I’m probably not the only person who wonders what life will be like when I get (even) older, so a package of stories from the Chicago Tribune really got my attention because they took on a story that’s not often told: aging LGBT people.
The three stories by Rex W. Huppke look at Chicago’s LGBT community center–Center on Halsted–and how LGBT senior citizens cope with getting older and even coming out.
Windows on the second floor of the Center on Halsted frame an ever-changing portrait of gay life in 2009: Same-sex couples walk hand in hand; cross-dressing young men strut with confidence; rainbow banners herald a neighborhood that embraces gay, lesbian, bisexual and transgender people of any age.
Behind those windows every Tuesday sit Chicagoans in their 60s, 70s and 80s, many on the tailing arcs of lives spent denying their true sexual identity. Women and men who married opposite-sex partners, had children and only late in life felt comfortable telling the world that they’re lesbian or gay. Men and women who chose solitary lives over the possibility of being outed.
They’re a population celebrating still relatively newfound openness, while also confronting issues that rarely appear on the radar of a youthful gay-rights movement focused on the right to marry.
Some have only recently come out and are trying to find their way in a new community. Some have been out for years but are now in nursing homes where their sexuality has again become a stigma.
There are two profiles that provide an interesting bookend of experiences. One is of a man who came out at 61 and found his first openly gay friends at the community center. The other is a heartbreaking story of a man who has been out since the 1970s, but feels isolated in his senior living center because he’s gay.
Huppke does a nice job of just letting his subjects talk and paints a nice picture of their lives. I wondered about some language issues–the use of “gay lifestyle” and “lifestyle,” as well as “homosexual” in a picture caption–but overall there seemed to be a lot of sensitivity to the stories which appeared to be pegged to Chicago’s gay pride events.

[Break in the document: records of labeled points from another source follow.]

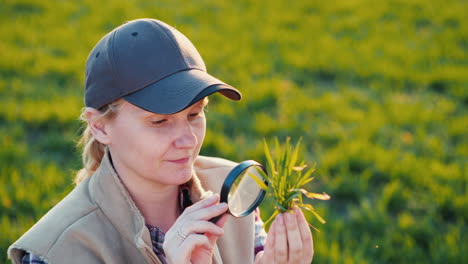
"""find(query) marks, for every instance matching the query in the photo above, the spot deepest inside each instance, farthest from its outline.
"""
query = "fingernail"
(222, 205)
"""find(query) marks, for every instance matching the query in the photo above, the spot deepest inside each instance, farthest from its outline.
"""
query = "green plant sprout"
(286, 180)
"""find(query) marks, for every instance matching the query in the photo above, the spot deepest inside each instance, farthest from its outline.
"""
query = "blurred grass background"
(377, 89)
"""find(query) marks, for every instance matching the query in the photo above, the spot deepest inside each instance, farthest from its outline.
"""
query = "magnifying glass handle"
(215, 219)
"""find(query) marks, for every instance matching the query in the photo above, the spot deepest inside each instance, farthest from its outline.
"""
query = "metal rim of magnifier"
(232, 176)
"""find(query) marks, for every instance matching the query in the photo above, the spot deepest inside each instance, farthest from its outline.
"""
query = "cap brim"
(179, 91)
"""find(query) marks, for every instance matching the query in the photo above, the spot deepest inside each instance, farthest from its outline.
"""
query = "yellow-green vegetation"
(377, 89)
(285, 180)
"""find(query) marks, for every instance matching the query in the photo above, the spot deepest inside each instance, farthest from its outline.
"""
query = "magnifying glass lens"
(244, 191)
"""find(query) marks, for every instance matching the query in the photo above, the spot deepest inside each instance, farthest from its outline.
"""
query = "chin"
(183, 176)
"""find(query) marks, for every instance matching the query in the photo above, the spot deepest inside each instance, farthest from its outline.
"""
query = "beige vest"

My one frustration was with how the stories were packaged online. If it weren’t for a hat tip from Towleroad, I would never have known this was a package of stories. I don’t know what it looked like in the print edition, but online producers have an obligation to make it clear that there is a package of stories that go together. The “related links” just isn’t enough in this case since it included other gay-related stories unrelated to the package.